The long running,thoughtful blog "DrWes" discusses an important issue .See here.
The author is Dr.Westby G. Fisher,a cardiac electrophysiologist from Illinois.
Quoting Dr. Fisher:
"Doctors are currently witnessing the profession of medicine moving from
the ethic of the individual to the ethic of the collective. The passage
of the Affordable Care Act has solidified this treatment ethic and, as a
consequence, often creates conflicts between the treating physician and
their individual patients.
Nowhere is this shift to the ethic of the collective clearer than our
expanding attempt to determine treatment "appropriateness" using a
look-up chart of euphemistically-scored clinical scenarios owned and
trademarked as "Appropriateness Criteria®" or "AUC®" by our own medical professional organizations."
A important-perhaps critical-step in this shift was the effort to change medical ethics. At least nominally this has occurred. I believe this conceptual sea change was largely brought about -at least in the United States- about by a relatively small number of physicians who I describe as the progressive medical elite. Influential folks in the American College of Physicians and the American Board of Internal Medicine and its foundation , the ABIM Foundation, are among those who have lead the charge.I have written about this development more than once. See here details on this sea change in ethics.
These new ethics and a movement labelled medical professionalism push the fiduciary duty of the physician to the patient past the back burner and attempts to shove that notion into the memory hole. This duty has ( had?) been the fundamental core of the physician patient relationship. Try and find the word "fiduciary" in the most recent rendition of medical ethics from ACP or in the white paper on Medical Professionalism.

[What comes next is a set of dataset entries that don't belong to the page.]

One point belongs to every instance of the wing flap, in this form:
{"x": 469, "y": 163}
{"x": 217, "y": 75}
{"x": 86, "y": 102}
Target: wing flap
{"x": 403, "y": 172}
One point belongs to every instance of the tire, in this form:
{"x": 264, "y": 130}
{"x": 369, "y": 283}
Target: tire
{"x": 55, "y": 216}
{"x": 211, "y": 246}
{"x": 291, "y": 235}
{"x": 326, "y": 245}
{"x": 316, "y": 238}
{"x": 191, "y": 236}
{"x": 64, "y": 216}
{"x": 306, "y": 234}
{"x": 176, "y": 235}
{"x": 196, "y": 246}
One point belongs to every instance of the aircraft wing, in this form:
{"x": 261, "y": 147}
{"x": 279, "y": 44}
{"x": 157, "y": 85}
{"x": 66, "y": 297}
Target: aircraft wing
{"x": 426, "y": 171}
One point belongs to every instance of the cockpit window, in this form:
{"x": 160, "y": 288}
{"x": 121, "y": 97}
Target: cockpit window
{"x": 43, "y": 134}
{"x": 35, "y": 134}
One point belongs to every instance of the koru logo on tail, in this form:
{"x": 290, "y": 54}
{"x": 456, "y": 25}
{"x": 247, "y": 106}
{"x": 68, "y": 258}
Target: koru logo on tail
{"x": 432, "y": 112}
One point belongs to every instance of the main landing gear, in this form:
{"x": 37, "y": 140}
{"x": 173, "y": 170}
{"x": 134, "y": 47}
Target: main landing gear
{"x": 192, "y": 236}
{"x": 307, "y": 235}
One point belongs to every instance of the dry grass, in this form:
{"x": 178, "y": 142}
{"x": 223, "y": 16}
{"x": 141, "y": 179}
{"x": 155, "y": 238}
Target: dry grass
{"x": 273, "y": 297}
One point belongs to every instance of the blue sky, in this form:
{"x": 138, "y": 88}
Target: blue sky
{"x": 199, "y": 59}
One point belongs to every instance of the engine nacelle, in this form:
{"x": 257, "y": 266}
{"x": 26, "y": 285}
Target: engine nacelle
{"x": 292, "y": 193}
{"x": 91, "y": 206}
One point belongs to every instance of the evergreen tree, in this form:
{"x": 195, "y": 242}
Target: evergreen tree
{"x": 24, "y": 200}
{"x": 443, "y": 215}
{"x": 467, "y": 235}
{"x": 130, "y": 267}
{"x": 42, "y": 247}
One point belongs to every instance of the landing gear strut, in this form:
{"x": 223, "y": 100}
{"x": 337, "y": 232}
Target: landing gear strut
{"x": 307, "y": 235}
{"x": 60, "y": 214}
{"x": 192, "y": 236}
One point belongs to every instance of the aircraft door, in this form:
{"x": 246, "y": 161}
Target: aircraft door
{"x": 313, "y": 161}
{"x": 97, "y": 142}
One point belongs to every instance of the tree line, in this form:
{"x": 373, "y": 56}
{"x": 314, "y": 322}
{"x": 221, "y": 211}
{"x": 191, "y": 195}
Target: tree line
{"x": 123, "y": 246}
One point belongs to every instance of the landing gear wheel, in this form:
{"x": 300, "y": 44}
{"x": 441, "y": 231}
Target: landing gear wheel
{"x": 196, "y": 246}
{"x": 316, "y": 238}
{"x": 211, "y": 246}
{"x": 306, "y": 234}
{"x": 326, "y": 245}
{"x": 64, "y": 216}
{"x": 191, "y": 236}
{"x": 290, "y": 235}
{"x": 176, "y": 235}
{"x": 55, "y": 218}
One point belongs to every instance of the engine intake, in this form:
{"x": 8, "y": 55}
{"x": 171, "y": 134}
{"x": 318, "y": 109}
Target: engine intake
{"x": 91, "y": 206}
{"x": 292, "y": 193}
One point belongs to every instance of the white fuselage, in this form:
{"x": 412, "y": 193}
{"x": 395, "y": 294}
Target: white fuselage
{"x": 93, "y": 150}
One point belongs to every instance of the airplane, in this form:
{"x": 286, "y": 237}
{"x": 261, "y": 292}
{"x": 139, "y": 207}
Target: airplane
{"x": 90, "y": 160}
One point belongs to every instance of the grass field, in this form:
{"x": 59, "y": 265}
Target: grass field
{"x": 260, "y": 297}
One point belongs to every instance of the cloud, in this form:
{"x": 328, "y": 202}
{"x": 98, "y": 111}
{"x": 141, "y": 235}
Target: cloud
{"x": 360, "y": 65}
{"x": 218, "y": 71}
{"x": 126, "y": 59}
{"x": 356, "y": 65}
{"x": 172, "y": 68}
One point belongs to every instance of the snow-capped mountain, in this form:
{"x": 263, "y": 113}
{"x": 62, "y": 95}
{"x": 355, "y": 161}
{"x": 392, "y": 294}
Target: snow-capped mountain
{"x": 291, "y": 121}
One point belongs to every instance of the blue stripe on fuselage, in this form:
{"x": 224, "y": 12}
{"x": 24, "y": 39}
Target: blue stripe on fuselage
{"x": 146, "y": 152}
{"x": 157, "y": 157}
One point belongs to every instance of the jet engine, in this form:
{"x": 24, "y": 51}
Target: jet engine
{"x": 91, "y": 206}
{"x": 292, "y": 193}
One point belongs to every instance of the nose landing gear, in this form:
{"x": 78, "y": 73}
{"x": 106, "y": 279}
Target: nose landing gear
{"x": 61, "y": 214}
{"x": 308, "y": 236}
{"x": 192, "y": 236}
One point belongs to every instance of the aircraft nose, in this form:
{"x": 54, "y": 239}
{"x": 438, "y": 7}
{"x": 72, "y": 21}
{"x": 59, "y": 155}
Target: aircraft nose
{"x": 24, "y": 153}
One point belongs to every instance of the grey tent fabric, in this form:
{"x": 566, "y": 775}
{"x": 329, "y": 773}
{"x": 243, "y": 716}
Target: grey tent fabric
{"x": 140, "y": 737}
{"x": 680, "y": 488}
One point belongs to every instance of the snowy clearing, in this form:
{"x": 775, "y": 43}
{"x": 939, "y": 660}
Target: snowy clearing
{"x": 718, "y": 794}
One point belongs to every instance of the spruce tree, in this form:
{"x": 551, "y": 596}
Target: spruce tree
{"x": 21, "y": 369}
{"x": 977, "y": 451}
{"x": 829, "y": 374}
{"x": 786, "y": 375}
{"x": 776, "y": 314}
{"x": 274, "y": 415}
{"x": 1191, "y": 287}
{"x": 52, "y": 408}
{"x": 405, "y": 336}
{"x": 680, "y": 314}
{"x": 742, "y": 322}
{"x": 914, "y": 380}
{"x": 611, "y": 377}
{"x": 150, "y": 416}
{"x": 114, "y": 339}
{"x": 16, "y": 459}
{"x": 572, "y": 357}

The first encounter I had with this notion of treat the collective not the patient was in a series of articles in JAMA in 1995 written by Dr. David Eddy in which he promised to show the medical world how to increase quality while conserving costs. The answer was simply to allocate resources in a medical collective ( such as an HMO) using some version of cost benefit analysis so as there would be achieved the greatest benefit to the greatest number, i.e. utilitarianism.Letters to the editor raised the issue of the upending of traditional medical ethics, the tort system which did not and does not recognize a utilitarian defense of harming the individual patient to benefit some statistical aggregate and the basic human tendency to act in one own perceived best interest and those of their family and not that of some possibly hypothetical collective.The dogs barked and the caravan moved on and currently we see that this duty to the collective notion has hijacked traditional medical ethics and I fear is doing the same to medical education.